C’est la première fois que je vois un gouvernement être jugé de manière aussi dure et expéditive sur seulement 16 mois d’existence. Les critiques contre le gouvetnement sont non seulement prématurées, mais aussi sévères, voire injustes et parfois même méchantes.
Et pourtant, il suffit de regarder dans notre propre histoire récente pour comprendre l’ampleur du défi. Le Parti socialiste a dirigé ce pays pendant quarante ans. Le PDS a eu douze ans de gouvernance. L’APR, à son tour, a tenu le pouvoir pendant douze ans. Cela fait plus de soixante-quatre années cumulées de gestion, avec des moyens, du temps et une stabilité relative. Malgré cela, beaucoup de promesses sont restées sans suite, beaucoup de chantiers sont demeurés inachevés, et de nombreuses réformes attendues n’ont jamais vu le jour.
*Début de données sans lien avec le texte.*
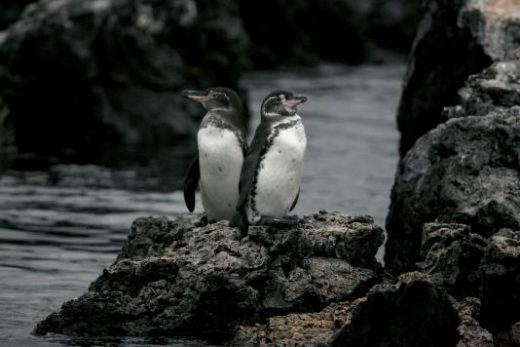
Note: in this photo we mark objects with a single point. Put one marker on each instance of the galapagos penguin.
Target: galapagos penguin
(221, 141)
(272, 170)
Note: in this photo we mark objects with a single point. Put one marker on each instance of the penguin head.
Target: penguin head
(216, 98)
(281, 103)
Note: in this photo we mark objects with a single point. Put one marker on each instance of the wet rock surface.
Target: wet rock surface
(410, 311)
(467, 170)
(111, 70)
(468, 265)
(186, 278)
(454, 40)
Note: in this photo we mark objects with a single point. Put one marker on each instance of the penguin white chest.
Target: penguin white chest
(220, 160)
(280, 172)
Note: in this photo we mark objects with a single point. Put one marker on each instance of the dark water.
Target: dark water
(57, 234)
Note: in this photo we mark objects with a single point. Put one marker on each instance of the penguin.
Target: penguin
(272, 170)
(221, 142)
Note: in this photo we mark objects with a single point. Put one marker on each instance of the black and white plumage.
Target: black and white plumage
(221, 142)
(272, 170)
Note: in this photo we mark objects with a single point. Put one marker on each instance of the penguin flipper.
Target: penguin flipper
(191, 181)
(295, 200)
(250, 166)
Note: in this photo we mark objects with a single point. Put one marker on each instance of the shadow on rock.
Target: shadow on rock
(184, 278)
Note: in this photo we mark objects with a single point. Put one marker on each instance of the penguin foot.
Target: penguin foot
(283, 222)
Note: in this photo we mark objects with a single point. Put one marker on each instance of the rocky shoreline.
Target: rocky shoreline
(452, 262)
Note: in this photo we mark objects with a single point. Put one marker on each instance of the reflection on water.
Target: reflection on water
(58, 229)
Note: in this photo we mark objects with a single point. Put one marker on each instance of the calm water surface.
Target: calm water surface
(59, 229)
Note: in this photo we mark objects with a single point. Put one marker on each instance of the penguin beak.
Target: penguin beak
(295, 101)
(196, 95)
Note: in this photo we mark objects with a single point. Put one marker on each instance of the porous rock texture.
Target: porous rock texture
(410, 311)
(455, 38)
(467, 170)
(187, 278)
(83, 76)
(468, 265)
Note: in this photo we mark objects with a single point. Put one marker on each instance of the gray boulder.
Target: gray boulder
(186, 278)
(467, 170)
(82, 77)
(454, 40)
(452, 254)
(413, 311)
(466, 264)
(499, 274)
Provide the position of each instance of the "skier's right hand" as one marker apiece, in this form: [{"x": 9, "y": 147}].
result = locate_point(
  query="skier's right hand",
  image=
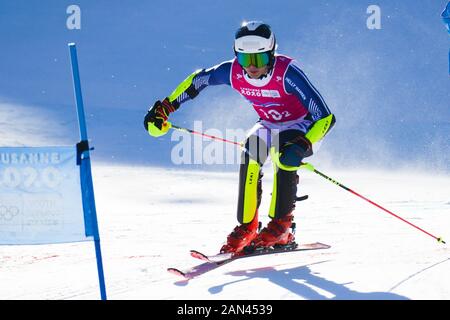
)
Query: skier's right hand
[{"x": 155, "y": 121}]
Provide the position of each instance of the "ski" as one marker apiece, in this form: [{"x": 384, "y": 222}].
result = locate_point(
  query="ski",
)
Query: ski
[{"x": 212, "y": 262}]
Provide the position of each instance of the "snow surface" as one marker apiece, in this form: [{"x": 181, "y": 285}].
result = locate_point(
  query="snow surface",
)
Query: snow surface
[{"x": 150, "y": 218}]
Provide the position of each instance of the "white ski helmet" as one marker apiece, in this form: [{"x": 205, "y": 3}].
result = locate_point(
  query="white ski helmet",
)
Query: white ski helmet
[{"x": 255, "y": 37}]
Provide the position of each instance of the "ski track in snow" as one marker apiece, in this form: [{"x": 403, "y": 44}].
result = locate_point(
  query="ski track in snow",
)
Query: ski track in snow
[{"x": 150, "y": 218}]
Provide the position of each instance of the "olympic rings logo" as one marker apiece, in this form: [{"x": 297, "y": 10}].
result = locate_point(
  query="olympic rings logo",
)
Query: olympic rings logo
[{"x": 7, "y": 213}]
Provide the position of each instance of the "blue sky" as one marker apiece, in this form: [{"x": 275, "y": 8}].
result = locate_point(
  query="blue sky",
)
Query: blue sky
[{"x": 389, "y": 88}]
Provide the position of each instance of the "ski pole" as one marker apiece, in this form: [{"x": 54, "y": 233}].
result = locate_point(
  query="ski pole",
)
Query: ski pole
[
  {"x": 241, "y": 144},
  {"x": 310, "y": 167}
]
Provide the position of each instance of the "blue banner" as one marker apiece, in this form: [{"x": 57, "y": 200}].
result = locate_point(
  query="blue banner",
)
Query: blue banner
[{"x": 40, "y": 196}]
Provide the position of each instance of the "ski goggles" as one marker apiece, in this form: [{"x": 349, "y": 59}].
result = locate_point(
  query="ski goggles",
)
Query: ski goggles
[{"x": 259, "y": 60}]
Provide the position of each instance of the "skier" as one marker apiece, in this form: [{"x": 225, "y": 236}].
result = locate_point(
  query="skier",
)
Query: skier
[{"x": 293, "y": 116}]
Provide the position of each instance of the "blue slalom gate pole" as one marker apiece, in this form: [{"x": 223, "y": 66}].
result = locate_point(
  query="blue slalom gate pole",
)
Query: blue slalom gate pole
[{"x": 89, "y": 203}]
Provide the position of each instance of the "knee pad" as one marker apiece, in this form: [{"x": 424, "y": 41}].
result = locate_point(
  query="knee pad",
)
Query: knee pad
[
  {"x": 291, "y": 155},
  {"x": 250, "y": 190},
  {"x": 284, "y": 193}
]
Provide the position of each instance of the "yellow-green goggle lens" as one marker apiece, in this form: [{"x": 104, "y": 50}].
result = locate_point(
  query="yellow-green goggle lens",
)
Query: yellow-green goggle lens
[{"x": 259, "y": 60}]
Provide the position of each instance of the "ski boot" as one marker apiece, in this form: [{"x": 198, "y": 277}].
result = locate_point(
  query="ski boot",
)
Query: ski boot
[
  {"x": 241, "y": 236},
  {"x": 277, "y": 233}
]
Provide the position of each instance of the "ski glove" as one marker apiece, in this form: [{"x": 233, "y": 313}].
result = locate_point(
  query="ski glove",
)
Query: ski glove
[{"x": 155, "y": 121}]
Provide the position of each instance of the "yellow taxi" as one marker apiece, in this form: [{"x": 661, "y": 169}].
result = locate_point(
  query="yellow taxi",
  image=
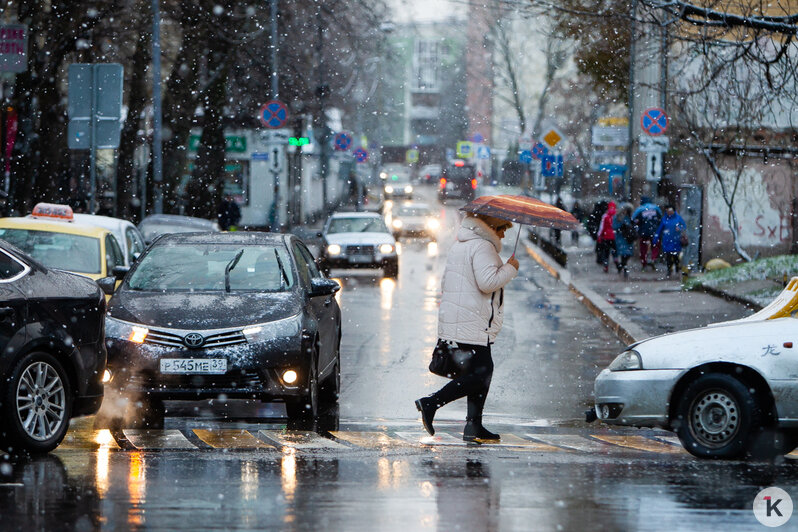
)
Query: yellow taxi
[{"x": 51, "y": 236}]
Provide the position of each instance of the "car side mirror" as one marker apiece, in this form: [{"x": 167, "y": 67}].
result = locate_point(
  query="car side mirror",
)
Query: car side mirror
[
  {"x": 107, "y": 285},
  {"x": 119, "y": 272},
  {"x": 323, "y": 287}
]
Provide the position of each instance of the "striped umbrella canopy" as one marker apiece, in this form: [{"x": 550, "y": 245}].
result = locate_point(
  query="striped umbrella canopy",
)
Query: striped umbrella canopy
[{"x": 523, "y": 210}]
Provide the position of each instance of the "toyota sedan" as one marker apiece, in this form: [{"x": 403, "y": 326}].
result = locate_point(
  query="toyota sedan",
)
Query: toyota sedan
[{"x": 240, "y": 315}]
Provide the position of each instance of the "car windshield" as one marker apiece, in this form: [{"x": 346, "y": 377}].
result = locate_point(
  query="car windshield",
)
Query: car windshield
[
  {"x": 150, "y": 231},
  {"x": 74, "y": 253},
  {"x": 414, "y": 211},
  {"x": 201, "y": 267},
  {"x": 357, "y": 225}
]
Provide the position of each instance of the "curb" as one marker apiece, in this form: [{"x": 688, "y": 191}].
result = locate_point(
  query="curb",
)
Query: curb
[
  {"x": 625, "y": 330},
  {"x": 756, "y": 307}
]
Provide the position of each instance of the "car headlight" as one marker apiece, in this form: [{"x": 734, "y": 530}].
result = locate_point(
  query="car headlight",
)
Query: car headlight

Alors, comment peut-on raisonnablement exiger d’un gouvernement qui n’a que 16 mois d’existence ce que d’autres n’ont pas pu accomplir en plusieurs décennies ? Juger un gouvernement à peine installé comme s’il avait déjà achevé son mandat relève non pas d’une analyse objective, mais plutôt d’une volonté de dénigrer.